Obituary : Ian Jackson

Former Deputy Librarian Ian Jackson sadly passed away aged 67 on Tuesday, 24th October.

Ian started work for the University Library in 1978, after reading English at Exeter University, completing postgraduate study at Aberystwyth, and working in Exeter City Libraries. Although his initial appointment was to the cataloguing section, he soon moved into Reader Services, where he was to remain for most of his career. From 1987 to 1990 he was the Head of Reader Services in the Sydney Jones Library; and in 1990 he became Head of User Services for the whole Library.

After the retirement of Frances Thompson, in October 2003, Ian held the post of Acting University Librarian until the arrival of Phil Sykes in 2004. In 2006 he was made Deputy Librarian, the post he stayed in until his retirement in 2012.

Ian believed that the University Library was pivotal to scholarship. He saw it not simply as a place that supplies information to its immediate clientele, but as the embodiment of the cultural values of the University in its commitment to making the fruits of scholarship available to as wide a readership as possible. He also recognized the importance of the Library’s role in preserving the history and the cultural treasures of the University for future generations.

However, his commitment to a view of the Library’s purposes with which earlier generations of librarians and scholars would have felt comfortable went hand in hand with a strongly modernizing instinct in relation to staffing and staff development; and he worked enthusiastically with colleagues in Human Resources to ensure that our processes for recruiting and rewarding staff are as fair as they can be.

Ian was exceptionally well read and had a breadth of cultural sympathies that was an asset to him in his library role. His occasionally mischievous sense of humour, well laced with irony, and his relish for the occasional absurdities of library and corporate life, made him an exceptionally entertaining conversationalist.  His acute political instincts, good judgment, and accurate feel for the art of the possible, enabled him to steer change through successfully; and his genial manner made him popular with colleagues both in the Library and outside. He will be greatly missed by his son Alex, his friends and his former colleagues.

Ian’s funeral will be at 1.45pm on Wednesday, 15th November at West Lancs crematorium, Pippin St, Burscough L40 7SP.

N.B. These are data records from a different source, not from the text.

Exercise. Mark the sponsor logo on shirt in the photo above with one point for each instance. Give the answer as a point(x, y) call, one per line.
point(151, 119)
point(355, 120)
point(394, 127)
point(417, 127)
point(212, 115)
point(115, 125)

2 thoughts on “Obituary : Ian Jackson

  1. Philip Davis

    It was a rare thing, Ian’s mixture of efficient quickness, always youthful light-heartedness and serious understanding: that, for me, was him and how I remember him now, with sadness.

  2. Charles Esdaile

    I was genuinely upset to read this news. Ian was a long-term travelling companion of mine on the Northern Line, and, even at silly o’clock, was indeed an exceptionally entertaining conversationalist. He was a good and decent man and I am so sorry that he has not had the long and happy retirement which he deserved.